I looked at a selection of 17 top cloud companies such as Salesforce.com Inc., Atlassian Corp. and Workday Inc., and each one is trading above its average valuation over two years. Stock buyers are paying 9.8 times each dollar of the companies’ expected revenue in the next 12 months, based on the median of my cloud cohort. The median over two years is 7.3.

Analysts also expect the companies’ sales growth to slow, which means investors are generally paying more for less oomph from these companies. The only thing missing is a terrible acronym.

How about VAZSAW, for Veeva Systems Inc., Atlassian, Zendesk Inc., Salesforce, Adobe Inc. and Workday Inc? Or PUTIN — Palo Alto Networks Inc., Ultimate Software Group Inc., Twilio Inc., Intuit Inc. and New Relic Inc.?

Investors’ willingness to pay top dollar for high-flying software firms shows that stock buyers are desperate to get into tech growth areas and don’t care much about the cost of entry.

That may be bad news for the health of the stock market or those individual cloud companies if they can’t grow fast enough to match expectations. On the other hand, investors’ eagerness is good for Slack Technologies Inc., Palantir Technologies Inc. and other business software startups that want to go public soon.

A good example is Atlassian, which makes software such as Jira and Confluence used by developers and IT departments. It’s typically one of the most expensive stocks — and for good reason.
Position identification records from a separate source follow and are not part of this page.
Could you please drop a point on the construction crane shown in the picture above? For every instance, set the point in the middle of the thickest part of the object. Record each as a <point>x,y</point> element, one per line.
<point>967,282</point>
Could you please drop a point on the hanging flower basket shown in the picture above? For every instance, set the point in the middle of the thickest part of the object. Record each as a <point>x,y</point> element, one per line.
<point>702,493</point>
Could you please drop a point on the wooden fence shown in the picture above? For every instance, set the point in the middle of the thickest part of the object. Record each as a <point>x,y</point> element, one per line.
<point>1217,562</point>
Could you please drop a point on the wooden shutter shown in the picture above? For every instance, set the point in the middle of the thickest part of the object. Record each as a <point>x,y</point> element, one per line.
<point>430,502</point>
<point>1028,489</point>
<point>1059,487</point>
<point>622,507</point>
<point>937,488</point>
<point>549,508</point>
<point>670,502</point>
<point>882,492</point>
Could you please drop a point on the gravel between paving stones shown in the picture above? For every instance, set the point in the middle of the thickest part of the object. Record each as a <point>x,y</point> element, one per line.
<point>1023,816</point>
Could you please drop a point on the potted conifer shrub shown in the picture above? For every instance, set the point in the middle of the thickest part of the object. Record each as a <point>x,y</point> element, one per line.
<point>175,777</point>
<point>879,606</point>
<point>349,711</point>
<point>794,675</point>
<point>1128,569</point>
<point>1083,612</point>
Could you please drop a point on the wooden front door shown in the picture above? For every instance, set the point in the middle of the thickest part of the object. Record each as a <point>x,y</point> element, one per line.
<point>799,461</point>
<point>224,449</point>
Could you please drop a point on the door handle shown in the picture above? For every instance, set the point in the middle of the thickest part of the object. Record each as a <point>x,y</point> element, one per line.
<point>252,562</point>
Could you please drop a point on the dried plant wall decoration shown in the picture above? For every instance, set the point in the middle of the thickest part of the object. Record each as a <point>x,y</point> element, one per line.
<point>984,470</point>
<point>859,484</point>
Atlassian’s revenue in its fiscal year ended in June 2018 rose 41 per cent, and on average analysts expect a 36 per cent jump in the current fiscal year.

That fast growth goes a long way to explaining why a tech company your friends and neighbours has never heard of is worth more than Kroger Co. despite having less than 1 per cent of the supermarket chain’s sales. And Atlassian’s stock is getting pricier as growth eases off.

The company’s market value after accounting for its cash and debt is about 17 times Atlassian’s expected revenue in the next 12 months. That’s the highest price since the company went public in 2015, and about three times more expensive than Google parent Alphabet Inc.

Those kinds of stratospheric cloud share prices increase the chance of a stock crash if the companies falter. We got a glimpse of that when Box Inc.’s forecast for quarterly revenue fell short of Wall Street estimates, and the shares cratered. More broadly, analysts have cautioned that above-average company valuations and a potential slowdown in global software spending later this year may lead valuation multiples to shrink.

This isn’t new territory. The high-growth, richly valued cloud software firms tend to swing in value more drastically than older, slower-growth companies. It happened in early 2014, in early 2016 and again last fall.

And most of the time they come back stronger than ever. Or a stock swoon will compel some companies to sell themselves.

The share price of human resources software company Workday, for example, fell 40 per cent in the early 2014 downturn for highflying young companies, again lost 40 per cent of its value in the 2016 hiccup and more than 20 per cent in about six weeks last fall. Its share price hit a record high on February 27, and it is seven times the price at which Workday went public in 2012. (Facebook is four times its 2012 IPO share price.)

The increasing cost of cloud software firms will not and should not prompt the hand-wringing that accompanied the FAANGs dominating the stock market. Cloud software firms are relative specks compared with the tech superstars. That doesn’t mean, however, that there won’t be pain if and when they fall from the stratosphere.